Wiadomo, że nie można prowadzić żadnego działania bez dachu nad głową, ale nie o to chodzi w tym wypadku. Niezbyt wyjściowa siedziba przy Miodowej została zamieniona na wręcz ekskluzywne pomieszczenia przy Bitwy Warszawskiej, godne krajowego związku piłkarskiego, z tym że jest jedno ale. Czynsz za wynajem dwóch pięter jest bajoński nawet jak na warunki warszawskie. Naciski na zarządzających związkiem w sprawie rozsądnego uregulowania spraw dotyczących siedziby trwały od dawna. Sam miałem okazję „liznąć” ten temat w okresie, gdy jeszcze działałem w zarządzie PZPN. Dzisiaj patrząc z perspektywy czasu mam pewność, że gdyby pozwolono mi dokończyć rozpoczęte dzieło sprawy by nie było. Może to nieskromne, ale zgodne z rzeczywistością. PZPN pracował by we własnym budynku, być może podnajmując jeszcze kilka pomieszczeń firmom zewnętrznym w celu całkowitego wyeliminowania kosztów utrzymania nieruchomości. Tak miało być w moich planach, a jak jest każdy widzi.

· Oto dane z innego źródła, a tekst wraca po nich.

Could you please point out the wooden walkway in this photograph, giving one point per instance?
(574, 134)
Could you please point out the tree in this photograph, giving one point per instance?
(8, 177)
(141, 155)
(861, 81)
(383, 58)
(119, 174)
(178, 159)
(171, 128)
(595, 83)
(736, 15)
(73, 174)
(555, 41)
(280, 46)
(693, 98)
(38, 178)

Poczyniono pozorne ruchy. Powołano stosowną komisję. Wybrano działkę. Zgromadzono dokumenty. Podjęto decyzje. Prawdopodobnie powypłacano nagrody i premie, gdy nagle ponoć okazało się, że wybrana działka ma zajętą hipotekę. Argument sekretarza – budowa siedziby, którego używał wielokrotnie, by zadać kłam mówiącym o wadliwej polityce finansowej prezesa i sekretarza, znikł jak kamfora.
Czy jest ktoś zatem zadowolony z tego stanu rzeczy. Z pewnością właściciele nieruchomości czyli Grupa Żywiec, którzy za wynajem kasują rocznie ponad 1.5 miliona złotych wypłacanych z pieniędzy PZPN i być może także Zdzisław Kręcina, który z Żywca pochodzi.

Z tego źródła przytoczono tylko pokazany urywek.